Analytical data of compound (S,R,S)-4a:
[α]_D ²⁴ = -93.6 (CHCl₃, c = 0.50). ¹H NMR [400 MHz, (CD₃)₂ CO]: δ = 0.08 (s, 3 H, SiCH ₃), 0.16 (s, 3 H, SiCH ₃), 0.90 (d, 3 H, J = 6.8, CHCH ₃), 0.91 (d, 3 H, J = 6.9, CH ₃CHCH₃), 0.93 (d, 3 H, J = 6.9, CH₃CHCH ₃), 0.94 (s, 3 H, CH ₃CCH₃), 0.95 (s, 3 H, CH₃CCH ₃), 1.40 (s, 9 H, OC(CH ₃)₃), 1.77 (sept, 1 H, J = 6.9, CH₃CHCH₃), 2.77 (m, 1 H, CHHC₆H₄Br), 3.07 (qd, 1 H, J = 6.9, 3.3, CHCH₃), 3.13-3.24 (m, 2 H, CHHC₆H₄Br, SiCH), 4.70 (d, 1 H, J = 8.3, CHNH), 6.00 (m, 1 H, NH), 6.66 (m, 2 H, CH-Ph), 7.10-7.47 (m, 7 H, CH-C₆H₄Br, m/pCH-Ph) ppm. ¹³C NMR [100 MHz, (CD₃)₂CO]: δ = -3.7 (SiCH₃), -2.0 (SiCH₃), 13.3 (CH₃), 18.9 (CH₃CHCH₃), 19.1 (CH₃CHCH₃), 21.5 (CH₃CCH₃), 21.8 (CH₃CCH₃), 25.7 (CH₃ CCH₃), 28.5 (OC(CH₃)₃), 33.7 (CH₂C₆H₄Br), 34.9 (CH₃ CHCH₃), 47.4 (SiCH), 53.1 (CHCH₃), 56.5 (CHNH), 79.1 (OC(CH₃)₃), 120.0 (C-C₆H₄Br), 127.2 (pCH-Ph), 127.4 (CH-Ph), 128.4 (mCH-Ph), 131.2 (CH-C₆H₄Br), 132.0 (CH-C₆H₄Br), 140.4 (C-Ph), 142.1 (C-C₆H₄Br), 155.6 (OC=O), 211.8 (C=O) ppm. MS (CI, isobutane): m/z (%): 591(35), 590 (100, M⁺ + 1), 589(33), 588(90), 534(47), 533(28), 532(48), 529(8), 526(6), 512(6), 511(22), 510(59), 504(7), 502(6), 491(14), 490(50), 489(14), 488(46), 454(15), 447(20), 446(12), 411(11), 410(36), 368(7), 305(7), 206(20), 150(9), 106(20). Anal. Calcd. for C₃₁H₄₆NO₃SiBr (588.70): C, 63.25; H, 7.88; N, 2.38. Found: C, 63.22; H, 7.75; N, 2.30.

For removal of the dimethylthexylsilyl group see ref. 11b.

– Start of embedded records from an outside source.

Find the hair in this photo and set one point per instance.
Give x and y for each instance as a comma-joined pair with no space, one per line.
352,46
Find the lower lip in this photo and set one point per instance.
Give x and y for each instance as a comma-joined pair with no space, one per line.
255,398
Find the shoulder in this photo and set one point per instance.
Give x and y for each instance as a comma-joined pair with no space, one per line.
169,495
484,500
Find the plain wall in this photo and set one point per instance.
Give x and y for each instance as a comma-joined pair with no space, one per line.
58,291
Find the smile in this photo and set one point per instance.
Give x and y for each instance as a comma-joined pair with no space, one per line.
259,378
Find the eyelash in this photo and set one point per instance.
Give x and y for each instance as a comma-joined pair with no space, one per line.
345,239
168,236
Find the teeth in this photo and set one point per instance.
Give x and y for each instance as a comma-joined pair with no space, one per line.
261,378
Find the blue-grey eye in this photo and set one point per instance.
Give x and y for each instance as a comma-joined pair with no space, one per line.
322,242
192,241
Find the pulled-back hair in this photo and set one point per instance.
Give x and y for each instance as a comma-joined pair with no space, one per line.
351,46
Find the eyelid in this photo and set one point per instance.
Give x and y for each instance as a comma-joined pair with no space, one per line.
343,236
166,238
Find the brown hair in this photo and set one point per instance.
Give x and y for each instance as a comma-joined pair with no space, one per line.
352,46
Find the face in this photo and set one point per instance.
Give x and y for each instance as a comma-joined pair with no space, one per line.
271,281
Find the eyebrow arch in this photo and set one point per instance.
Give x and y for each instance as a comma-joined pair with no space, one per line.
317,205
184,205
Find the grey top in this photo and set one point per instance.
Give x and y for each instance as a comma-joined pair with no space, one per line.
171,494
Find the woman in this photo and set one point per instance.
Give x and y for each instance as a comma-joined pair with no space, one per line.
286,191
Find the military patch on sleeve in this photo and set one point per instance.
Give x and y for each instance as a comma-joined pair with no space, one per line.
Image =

Analytical data of compound (R,S)-5a:
[α]_D ²⁴ = -29.0 (CHCl₃, c = 0.50). ¹H NMR (400 MHz, CDCl₃): δ = 1.14 (d, 3 H, J = 6.9, CHCH ₃), 1.41 (s, 9 H, OC(CH ₃)₃), 2.15-2.70 (m, 4 H, CH ₂CH ₂), 3.05 (m, 1 H, CHCH₃), 4.81 (m, 1 H, CHNH), 5.87 (m, 1 H, NH), 6.87 (d, 2 H, J = 8.3, CH-Ph), 7.10-7.35 (m, 7 H, CH-C₆H₄Br, m/pCH-Ph) ppm. ¹³C NMR (100 MHz, CDCl₃): δ = 15.1 (CH₃), 28.3 (OC(CH₃)₃), 28.4 (CH₂C₆H₄Br), 44.2 (CH₂CO), 51.0 (COCHCH₃), 57.0 (CHNH), 79.4 (OC(CH₃)₃), 119.6 (C-C₆H₄Br), 125.9 (pCH-Ph), 127.1 (CH-Ph), 128.4 (mCH-Ph), 129.8 (CH-C₆H₄Br), 131.2 (CH-C₆H₄Br), 139.6 (C-Ph), 141.0 (C-C₆H₄Br), 155.3 (OC=O), 213.2 (C=O) ppm. MS (EI, 70 eV): m/z (%): 447 (1, M⁺), 390(23), 389(21), 211(4), 207(4), 206(34), 184(4), 182(4), 170(13), 169(13), 151(9), 150(100), 147(4), 134(4), 132(7), 118(15), 117(9), 107(6), 106(70), 104(9), 77(5), 57(59). Anal. Calcd. for C₂₃H₂₈NO₃Br (446.38): C 61.89, H 6.23, N 3.14. Found: C, 61.82; H, 6.30; N, 3.00.

All new compounds showed suitable spectroscopic data (NMR, MS, IR) and correct elemental analyses.